Lust appears as the eleventh card in the Thoth tarot deck, between Fortune (10) and The Hanged Man (12). Aleister Crowley, who created the Thoth tarot with artist Lady Frieda Harris, chose to follow the numbering of the Tarot de Marseille, created several hundred years earlier.
A naked woman straddles a seven-headed beast, her back arched, her head turned towards the beast’s serpentine tail. In her left hand she holds a set of red reins, and in her right she holds a chalice — the Holy Grail — from which radiate ten circles, their patterns mirrored in the subtle patterning on her breasts.
This card is about lust. However, it is lust that is free from judgement. More than that: it is a celebration of lust. Typically, the word “lust” seems to me to be one that is hard to engage with separately from its negative connotations. Perhaps these started with the view taken by many religions that untamed urges were ungodly. Perhaps it has its roots in a guilt that is closer to home, and which starts in very early childhood when the child experiences thoughts and feelings that seem to be unacceptable, and which are then driven underground. (Perhaps these two ideas are linked, but that is a discussion for another article.) Either way, this card seeks to liberate us from that notion of lust.
The paws of the beast walk over images of the pious in prayer. This is not a time for reminders of what it is to feel shame, and they are relegated to the background, fading next to the vibrant colours that define beast, rider and chalice.
Gerd Ziegler, in Tarot: Mirror of the Soul, describes the card thus:
The card is a representation of divine intoxication, divine ecstasy, divine madness. The woman appears intoxicated. The lion is also enflamed by lust. His seven heads are those of an angel, a saint, a poet, an adulteress, a daring man, a satyr, and a lion-serpent. They symbolize different aspects and viewpoints which now unite and meld together as a single perceptive force in one orgiastic experiencing.
One orgiastic experiencing. The words themselves feel rich, vital, full-frontal. The imagery is inclusive. Just as in Strength, which symbolised the coming together of the sacred and the profane, Lust brings into union both the light and dark aspects of humanity: the angel and the saint with the adulteress and the satyr. Lust is a physical feeling. This is not the High Priestess, who connects with the divine away from the incarnate and brings what she finds back to Earth. This is ecstasy, where the physical dissolves into the eternal. It is the card of Tantra.

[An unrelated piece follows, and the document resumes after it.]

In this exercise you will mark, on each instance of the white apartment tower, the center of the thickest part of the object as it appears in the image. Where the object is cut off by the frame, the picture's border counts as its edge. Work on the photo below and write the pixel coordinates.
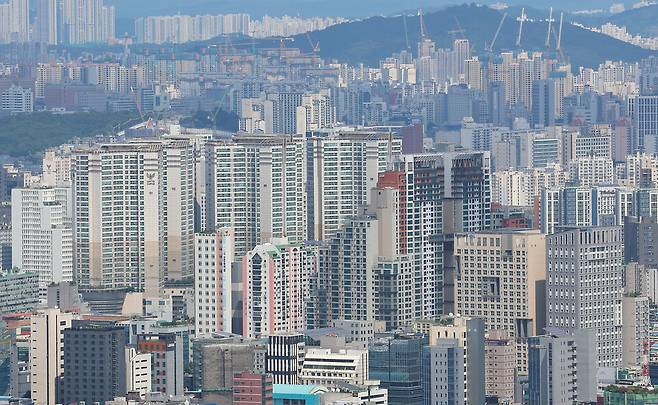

At the end of each description in his book, Gerd Ziegler includes a section that enables readers to work with a card more actively. Often most thought-provoking are his questions, and these are the questions for Lust:
What areas of your life would you like to live out more fully? What has prevented you from doing so in the past? Are you ready to deal with this anew?
For many of us, engaging with the energy of Strength and Lust is to step out of the comfortable familiarity of our lives and to dance with our forbidden feelings. It can feel like a transgression and a betrayal when we do so. But the very feelings that we resist are the ones that become obstacles on our path of integration.
Whatever we encounter, when we learn to look at it and say, “I am that,” then we are a step closer to experiencing ourselves as whole.
It felt liberating here too, Len. This personally feels like my card of the moment, coupled with The Hanged Man. 🙂
Grace … Such a beautiful word, isn’t it?
Thank you!
Sarah,
Admittedly i’m ignorant of things tarot. Never thought of this pairing. It’s a liberating blog to read today, Sarah. At least, that is how it made me feel. Thank you.
As regards to the card for strength (the Rider-Waite Smith version pictured, at least) i have always been impressed by how it portrays true strength. Not brute force. Not primitive fury. Might does not make right. Rather it is grace and (yes!) love that not only subdues and overcomes but actually enlists the devotion and loyality of the Lion, transforming it from predator to a creature of service.